A casa, no entanto, meio de pau-a-pique, meio de alvenaria, continua acanhada. Especialmente porque Dona Eulália mora com o outro filho, a nora e dois netos pequenos.

Mesmo assim, não há como deixar o filho sem abrigo.

– Vou lhe ajeitar um lugar pra dormir. Por enquanto, guardo seus trecos no meu quartinho.

Logo o cheiro forte de café quente faz Felisberto puxar pelas lembranças de idas e vividas épocas. Apesar da pobreza, sempre foi um menino feliz. Afeito às pequenas aventuras de garoto num lugar onde a natureza é dominante,  sinceramente levou um bom tempo até ser capaz de distinguir entre quem tem e quem não tem grana.

Estudou em escola pública como todo mundo ali. Andou a cavalo, nadou no ribeirão, apanhou a frutaiada toda no pé, chutou bola descalço pelos campinhos improvisados entre sítios e fazendas.

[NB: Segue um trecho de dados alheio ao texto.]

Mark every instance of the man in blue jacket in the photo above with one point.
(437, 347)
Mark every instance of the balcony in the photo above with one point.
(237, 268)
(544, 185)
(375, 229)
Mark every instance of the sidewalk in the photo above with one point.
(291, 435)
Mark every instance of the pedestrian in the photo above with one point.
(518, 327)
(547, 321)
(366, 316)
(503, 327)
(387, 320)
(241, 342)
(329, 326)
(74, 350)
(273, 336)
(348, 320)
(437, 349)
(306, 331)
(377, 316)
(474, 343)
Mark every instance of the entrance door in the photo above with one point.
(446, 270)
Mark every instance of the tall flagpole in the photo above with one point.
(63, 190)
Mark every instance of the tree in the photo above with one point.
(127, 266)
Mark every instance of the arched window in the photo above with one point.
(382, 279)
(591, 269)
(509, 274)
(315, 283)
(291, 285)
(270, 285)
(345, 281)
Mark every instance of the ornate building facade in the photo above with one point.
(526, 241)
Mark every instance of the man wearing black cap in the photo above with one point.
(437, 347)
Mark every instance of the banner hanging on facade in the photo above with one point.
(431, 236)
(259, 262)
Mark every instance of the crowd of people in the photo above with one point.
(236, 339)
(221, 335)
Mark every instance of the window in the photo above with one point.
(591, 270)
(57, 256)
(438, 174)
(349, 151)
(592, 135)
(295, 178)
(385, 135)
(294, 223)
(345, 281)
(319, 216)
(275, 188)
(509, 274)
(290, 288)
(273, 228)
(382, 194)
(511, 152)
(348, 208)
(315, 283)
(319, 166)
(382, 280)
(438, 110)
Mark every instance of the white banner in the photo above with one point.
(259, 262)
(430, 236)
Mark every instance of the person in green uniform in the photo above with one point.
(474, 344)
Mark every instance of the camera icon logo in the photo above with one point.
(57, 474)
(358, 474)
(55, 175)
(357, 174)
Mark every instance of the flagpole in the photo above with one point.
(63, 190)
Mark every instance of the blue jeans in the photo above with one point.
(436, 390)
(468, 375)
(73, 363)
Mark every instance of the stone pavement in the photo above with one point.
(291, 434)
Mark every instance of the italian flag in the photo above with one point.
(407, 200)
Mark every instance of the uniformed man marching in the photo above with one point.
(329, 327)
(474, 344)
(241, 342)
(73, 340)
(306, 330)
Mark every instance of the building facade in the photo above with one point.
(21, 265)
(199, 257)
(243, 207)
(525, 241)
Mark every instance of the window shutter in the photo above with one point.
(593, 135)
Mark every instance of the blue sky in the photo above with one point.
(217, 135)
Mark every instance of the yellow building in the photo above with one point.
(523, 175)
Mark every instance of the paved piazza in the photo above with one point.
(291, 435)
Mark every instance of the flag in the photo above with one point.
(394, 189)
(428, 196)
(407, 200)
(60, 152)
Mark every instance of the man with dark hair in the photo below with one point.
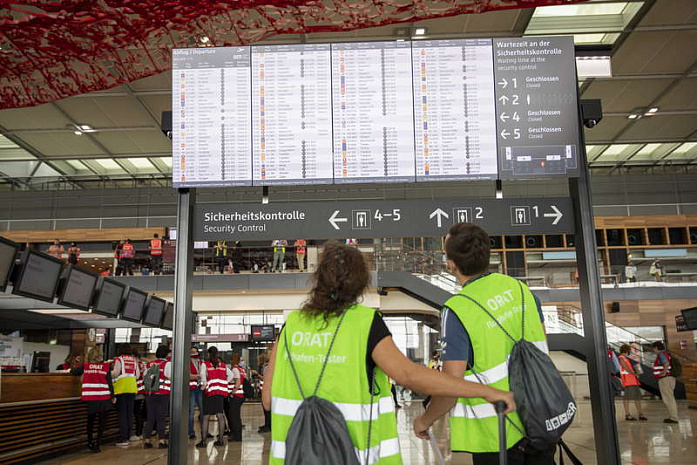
(476, 348)
(666, 381)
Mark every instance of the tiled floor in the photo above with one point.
(642, 443)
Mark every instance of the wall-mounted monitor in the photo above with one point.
(8, 252)
(39, 276)
(168, 320)
(78, 288)
(263, 333)
(134, 305)
(690, 317)
(154, 311)
(109, 297)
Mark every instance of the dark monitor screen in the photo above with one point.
(109, 297)
(690, 316)
(133, 305)
(39, 276)
(263, 333)
(168, 320)
(78, 288)
(8, 251)
(154, 312)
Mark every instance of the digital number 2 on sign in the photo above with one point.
(438, 110)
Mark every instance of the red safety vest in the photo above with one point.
(127, 251)
(155, 246)
(94, 381)
(658, 366)
(193, 370)
(216, 380)
(231, 385)
(629, 377)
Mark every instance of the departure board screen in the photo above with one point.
(291, 113)
(373, 112)
(454, 113)
(211, 119)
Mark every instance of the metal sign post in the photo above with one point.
(595, 337)
(183, 322)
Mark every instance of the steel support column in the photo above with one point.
(602, 402)
(183, 322)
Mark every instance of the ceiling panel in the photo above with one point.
(656, 52)
(61, 144)
(659, 127)
(606, 130)
(40, 117)
(682, 97)
(669, 12)
(624, 96)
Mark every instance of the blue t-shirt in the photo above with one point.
(456, 343)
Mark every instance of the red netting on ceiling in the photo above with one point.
(54, 49)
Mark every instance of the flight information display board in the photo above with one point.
(433, 110)
(291, 114)
(211, 119)
(455, 117)
(373, 112)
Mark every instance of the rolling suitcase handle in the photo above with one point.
(503, 452)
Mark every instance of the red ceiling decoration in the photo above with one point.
(50, 50)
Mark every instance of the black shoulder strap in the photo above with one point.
(324, 365)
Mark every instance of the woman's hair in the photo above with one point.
(162, 351)
(125, 349)
(94, 355)
(213, 356)
(340, 279)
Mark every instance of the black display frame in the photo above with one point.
(254, 339)
(169, 310)
(67, 272)
(147, 310)
(98, 294)
(17, 247)
(125, 300)
(23, 269)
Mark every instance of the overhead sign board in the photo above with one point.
(379, 218)
(435, 110)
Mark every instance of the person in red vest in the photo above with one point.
(195, 393)
(300, 253)
(157, 402)
(56, 249)
(97, 394)
(74, 253)
(630, 383)
(236, 399)
(215, 377)
(666, 381)
(156, 254)
(128, 253)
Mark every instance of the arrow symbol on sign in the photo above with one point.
(439, 215)
(556, 215)
(333, 220)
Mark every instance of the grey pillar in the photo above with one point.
(602, 401)
(183, 322)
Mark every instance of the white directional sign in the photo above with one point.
(379, 218)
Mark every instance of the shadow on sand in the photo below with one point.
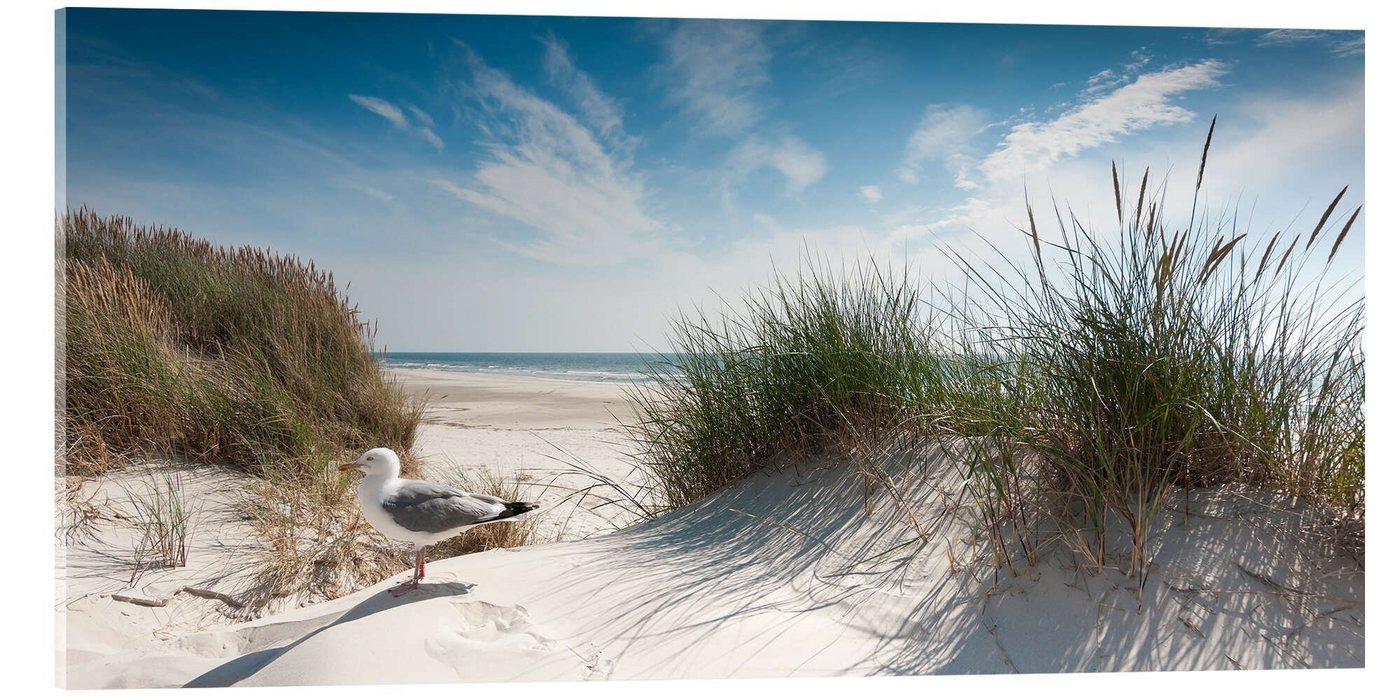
(245, 665)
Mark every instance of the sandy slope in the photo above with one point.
(795, 573)
(521, 427)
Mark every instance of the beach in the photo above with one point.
(801, 571)
(541, 431)
(536, 430)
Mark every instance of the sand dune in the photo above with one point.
(797, 573)
(790, 574)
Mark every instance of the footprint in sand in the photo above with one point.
(485, 626)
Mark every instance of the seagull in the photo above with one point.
(422, 513)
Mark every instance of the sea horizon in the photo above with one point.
(585, 367)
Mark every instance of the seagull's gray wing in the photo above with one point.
(429, 507)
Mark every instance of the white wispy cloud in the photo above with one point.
(1138, 105)
(1350, 46)
(797, 161)
(427, 135)
(599, 109)
(382, 108)
(420, 115)
(395, 116)
(714, 70)
(944, 135)
(1290, 37)
(1339, 42)
(549, 171)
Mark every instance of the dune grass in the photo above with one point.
(1078, 388)
(223, 354)
(165, 517)
(802, 367)
(174, 347)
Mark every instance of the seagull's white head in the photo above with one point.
(380, 461)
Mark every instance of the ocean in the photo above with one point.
(590, 367)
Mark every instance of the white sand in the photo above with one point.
(541, 431)
(791, 573)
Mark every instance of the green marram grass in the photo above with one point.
(1078, 388)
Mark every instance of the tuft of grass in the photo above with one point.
(801, 367)
(165, 518)
(1119, 370)
(1078, 389)
(224, 354)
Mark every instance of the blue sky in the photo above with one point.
(571, 184)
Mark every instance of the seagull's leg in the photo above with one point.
(413, 581)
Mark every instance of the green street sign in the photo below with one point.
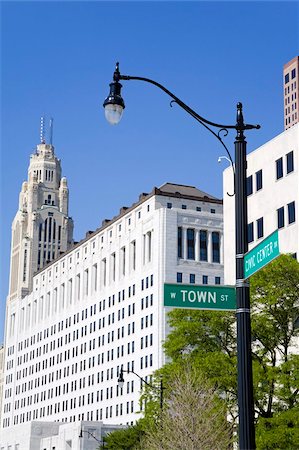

Que se lembre agora, nunca precisou de nada além do pouco que possuía.

Conclusão.

A cidade grande que o fez triste.

A propósito, tinha plena convicção: o desalinho da cidade grande fez com que ela não entendesse o tamanho do amor que ele, Felisberto, lhe dedicou.

Ela também cometeu um tremendo e lamentável engano ao trocá-lo por aquele lá.

É isso. Está mais do que explicado.

Melhor não pensar. Nunca mais.

Esquecer que uma tal de… (como é o nome mesmo?) existe, eis o desafio.

Será que consegue?

“Todo o adeus é uma nova chance de partir e chegar.”